Review: UFO on Tape

It’s a simple idea, really. A single object hovers, darts and dashes in every direction, and I am tasked with following it for as long as possible. There are no power-ups in UFO on Tape, no other levels. This is it. I’m filming a UFO.

That single task grips me. High scores are based on the number of minutes and seconds the player manages to keep the UFO on-screen by tilting the iPhone as if it were a video camera. But the real hook is the authenticity of a surreal moment. UFO on Tape doesn’t go out of its way to amp up the fantastic nature of the UFO. The featured object is simply an unimpressive floating, silver disc styled after ’60s-era alien-sighting hoaxes.

We’ve seen these things a million times. We’ve come full circle to rolling our eyes at the sight of them. But what if we looked out of our car window while riding down the interstate and really saw one of these fake-looking UFOs outside, hovering in the sky?

Your female friend asks in the game, “Are you recording?” and exclaims, “Oh my God, it’s so cool!” She’s there to provide guidance—by telling you which way the UFO has gone when you lose track of it—and to provide a crucial kind of companionship. This is not the kind of thing you keep to yourself. The UFO lacks the awe-inspiring quality of a sunset or a waterfall. But we haven’t seen it before, and we don’t understand it. Like birds falling inexplicably from the sky, or a snowstorm in the South, it takes on an element of the surreal. Those are the sights that we stop wondering at and start sharing with others. We crowd-source these discoveries. 

UFO on Tape has that same quality. It’s the kind of game you won’t spend hours playing, and it won’t surprise you or delight you past the first minute. Still, you’ll feel an irrational kinship with those on your Game Center leaderboards. You’ll want to show off the game to your other friends, because it’s something you haven’t seen before.

Some of my friends aren’t impressed. “Is that all it is?” they ask. I can’t deny that the gameplay is sparse, with only one task and one difficulty level. But the experience of taking in that sight—and attempting to focus on it just a little longer—sticks with me. On my own, I try to beat my score, back out of the app, and tell myself it’s time to move on.

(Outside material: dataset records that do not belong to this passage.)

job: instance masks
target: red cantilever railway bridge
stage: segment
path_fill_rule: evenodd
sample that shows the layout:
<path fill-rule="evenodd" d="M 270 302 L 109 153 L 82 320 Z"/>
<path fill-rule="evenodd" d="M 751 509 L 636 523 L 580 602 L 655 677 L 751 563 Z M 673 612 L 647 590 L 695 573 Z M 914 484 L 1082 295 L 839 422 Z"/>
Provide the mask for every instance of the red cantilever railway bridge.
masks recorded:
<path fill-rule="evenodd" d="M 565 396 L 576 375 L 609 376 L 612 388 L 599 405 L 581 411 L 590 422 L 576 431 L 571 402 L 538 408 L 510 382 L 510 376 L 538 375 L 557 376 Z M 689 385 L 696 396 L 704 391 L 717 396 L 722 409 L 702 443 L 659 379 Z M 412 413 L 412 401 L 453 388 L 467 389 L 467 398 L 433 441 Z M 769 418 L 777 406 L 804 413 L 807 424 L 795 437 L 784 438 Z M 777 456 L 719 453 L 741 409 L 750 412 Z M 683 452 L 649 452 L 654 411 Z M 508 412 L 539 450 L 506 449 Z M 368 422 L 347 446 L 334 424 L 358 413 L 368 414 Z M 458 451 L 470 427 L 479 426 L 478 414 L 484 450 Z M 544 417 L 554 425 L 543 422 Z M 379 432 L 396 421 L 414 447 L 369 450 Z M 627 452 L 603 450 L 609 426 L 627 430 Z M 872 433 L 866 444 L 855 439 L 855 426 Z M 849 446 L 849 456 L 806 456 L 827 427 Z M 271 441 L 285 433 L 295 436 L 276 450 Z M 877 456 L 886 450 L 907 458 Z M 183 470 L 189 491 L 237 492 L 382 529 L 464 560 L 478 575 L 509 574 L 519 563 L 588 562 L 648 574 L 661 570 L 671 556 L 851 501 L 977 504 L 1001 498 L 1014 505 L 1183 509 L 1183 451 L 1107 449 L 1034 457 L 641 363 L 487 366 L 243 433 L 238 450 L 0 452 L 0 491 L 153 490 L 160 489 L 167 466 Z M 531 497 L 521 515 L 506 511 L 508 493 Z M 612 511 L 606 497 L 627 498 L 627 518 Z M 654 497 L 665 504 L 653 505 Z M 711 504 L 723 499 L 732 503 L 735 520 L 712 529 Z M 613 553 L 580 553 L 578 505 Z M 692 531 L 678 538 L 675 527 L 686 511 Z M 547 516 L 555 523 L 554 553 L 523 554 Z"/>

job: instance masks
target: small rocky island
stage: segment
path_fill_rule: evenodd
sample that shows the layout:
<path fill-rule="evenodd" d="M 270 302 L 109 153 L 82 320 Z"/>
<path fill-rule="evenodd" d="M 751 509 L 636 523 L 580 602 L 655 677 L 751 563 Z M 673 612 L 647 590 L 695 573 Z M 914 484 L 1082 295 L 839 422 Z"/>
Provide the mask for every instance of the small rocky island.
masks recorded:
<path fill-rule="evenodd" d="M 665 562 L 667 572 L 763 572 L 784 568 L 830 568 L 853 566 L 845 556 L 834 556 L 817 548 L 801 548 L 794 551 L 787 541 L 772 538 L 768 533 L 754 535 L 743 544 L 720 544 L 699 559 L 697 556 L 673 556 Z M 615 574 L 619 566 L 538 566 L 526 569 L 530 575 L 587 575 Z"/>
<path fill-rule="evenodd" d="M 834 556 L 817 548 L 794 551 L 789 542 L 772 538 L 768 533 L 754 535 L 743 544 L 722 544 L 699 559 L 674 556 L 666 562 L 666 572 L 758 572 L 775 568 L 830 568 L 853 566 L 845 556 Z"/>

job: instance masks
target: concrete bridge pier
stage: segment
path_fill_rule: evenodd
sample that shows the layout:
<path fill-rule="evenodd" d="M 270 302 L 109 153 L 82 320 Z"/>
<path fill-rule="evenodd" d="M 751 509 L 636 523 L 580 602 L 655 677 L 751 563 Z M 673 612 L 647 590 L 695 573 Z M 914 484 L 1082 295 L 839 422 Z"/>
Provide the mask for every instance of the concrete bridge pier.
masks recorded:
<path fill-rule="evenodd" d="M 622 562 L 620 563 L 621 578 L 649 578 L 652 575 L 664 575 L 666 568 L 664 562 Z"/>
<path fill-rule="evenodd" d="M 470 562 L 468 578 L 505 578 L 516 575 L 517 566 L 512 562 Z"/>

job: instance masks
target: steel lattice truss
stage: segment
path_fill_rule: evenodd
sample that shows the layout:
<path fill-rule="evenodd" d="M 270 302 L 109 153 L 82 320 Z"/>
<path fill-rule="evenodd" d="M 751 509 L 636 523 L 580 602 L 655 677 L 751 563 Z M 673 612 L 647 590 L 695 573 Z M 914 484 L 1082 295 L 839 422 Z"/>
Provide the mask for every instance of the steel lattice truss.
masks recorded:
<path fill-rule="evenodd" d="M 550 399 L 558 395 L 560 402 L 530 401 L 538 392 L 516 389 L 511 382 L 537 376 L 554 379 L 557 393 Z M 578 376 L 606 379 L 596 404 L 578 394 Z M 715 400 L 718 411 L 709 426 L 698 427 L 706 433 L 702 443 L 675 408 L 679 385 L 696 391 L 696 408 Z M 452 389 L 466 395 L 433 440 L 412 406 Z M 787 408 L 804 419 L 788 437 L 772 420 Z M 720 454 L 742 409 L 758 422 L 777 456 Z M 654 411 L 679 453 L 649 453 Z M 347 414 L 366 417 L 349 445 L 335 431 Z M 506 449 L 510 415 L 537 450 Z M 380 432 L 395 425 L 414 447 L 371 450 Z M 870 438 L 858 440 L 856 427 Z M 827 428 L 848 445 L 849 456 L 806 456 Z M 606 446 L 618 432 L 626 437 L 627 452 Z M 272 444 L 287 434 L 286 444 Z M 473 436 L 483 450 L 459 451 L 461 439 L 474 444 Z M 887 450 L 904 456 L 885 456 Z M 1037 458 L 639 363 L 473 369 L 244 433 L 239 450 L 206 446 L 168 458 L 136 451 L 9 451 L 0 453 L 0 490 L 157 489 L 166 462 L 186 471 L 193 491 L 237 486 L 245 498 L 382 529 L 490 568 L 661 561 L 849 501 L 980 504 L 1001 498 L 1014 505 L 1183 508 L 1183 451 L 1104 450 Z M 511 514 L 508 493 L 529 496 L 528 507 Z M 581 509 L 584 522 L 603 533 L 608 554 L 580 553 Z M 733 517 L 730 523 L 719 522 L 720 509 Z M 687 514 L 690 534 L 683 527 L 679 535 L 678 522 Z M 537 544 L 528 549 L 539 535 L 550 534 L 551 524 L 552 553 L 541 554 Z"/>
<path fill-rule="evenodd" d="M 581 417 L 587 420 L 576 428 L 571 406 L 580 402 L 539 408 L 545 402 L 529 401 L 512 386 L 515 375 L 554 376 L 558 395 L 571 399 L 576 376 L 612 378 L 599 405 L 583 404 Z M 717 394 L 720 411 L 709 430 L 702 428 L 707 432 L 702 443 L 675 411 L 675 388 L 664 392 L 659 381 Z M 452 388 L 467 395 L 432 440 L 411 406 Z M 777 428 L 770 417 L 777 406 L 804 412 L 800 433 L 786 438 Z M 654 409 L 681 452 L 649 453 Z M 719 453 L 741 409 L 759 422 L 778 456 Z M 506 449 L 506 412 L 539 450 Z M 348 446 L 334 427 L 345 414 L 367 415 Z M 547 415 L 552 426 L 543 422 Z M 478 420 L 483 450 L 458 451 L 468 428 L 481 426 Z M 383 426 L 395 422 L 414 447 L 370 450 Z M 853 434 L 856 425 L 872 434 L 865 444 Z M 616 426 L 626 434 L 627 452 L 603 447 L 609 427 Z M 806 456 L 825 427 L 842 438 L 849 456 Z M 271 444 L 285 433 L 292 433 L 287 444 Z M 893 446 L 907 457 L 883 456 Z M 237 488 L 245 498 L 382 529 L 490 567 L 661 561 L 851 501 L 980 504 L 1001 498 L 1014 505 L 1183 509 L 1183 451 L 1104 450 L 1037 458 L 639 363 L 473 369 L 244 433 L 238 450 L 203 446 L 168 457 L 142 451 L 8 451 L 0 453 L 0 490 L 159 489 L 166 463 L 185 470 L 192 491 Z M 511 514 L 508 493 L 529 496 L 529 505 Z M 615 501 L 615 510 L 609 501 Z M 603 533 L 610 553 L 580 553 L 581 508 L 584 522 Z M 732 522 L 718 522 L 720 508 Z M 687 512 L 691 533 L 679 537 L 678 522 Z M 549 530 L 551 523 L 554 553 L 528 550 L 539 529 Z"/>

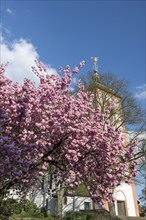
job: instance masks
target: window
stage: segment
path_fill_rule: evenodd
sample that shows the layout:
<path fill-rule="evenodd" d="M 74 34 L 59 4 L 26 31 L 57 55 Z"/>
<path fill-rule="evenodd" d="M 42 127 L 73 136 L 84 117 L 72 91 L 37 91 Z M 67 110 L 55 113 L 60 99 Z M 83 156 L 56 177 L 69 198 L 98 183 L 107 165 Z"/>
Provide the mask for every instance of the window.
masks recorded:
<path fill-rule="evenodd" d="M 84 209 L 85 210 L 88 210 L 88 209 L 90 209 L 91 207 L 90 207 L 90 202 L 84 202 Z"/>
<path fill-rule="evenodd" d="M 117 201 L 118 215 L 126 216 L 125 201 Z"/>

But when I show the app to one of my friends, it’s the social experience that pulls me in. The disc, seen in a sky so closely resembling our own, precisely by being such a simple and mysterious object of focus, has captured our imagination. The flying object is unidentified. It could destroy us. But for now, it’s just flying around. And every day, for the foreseeable future, I’m going to get that thing on tape.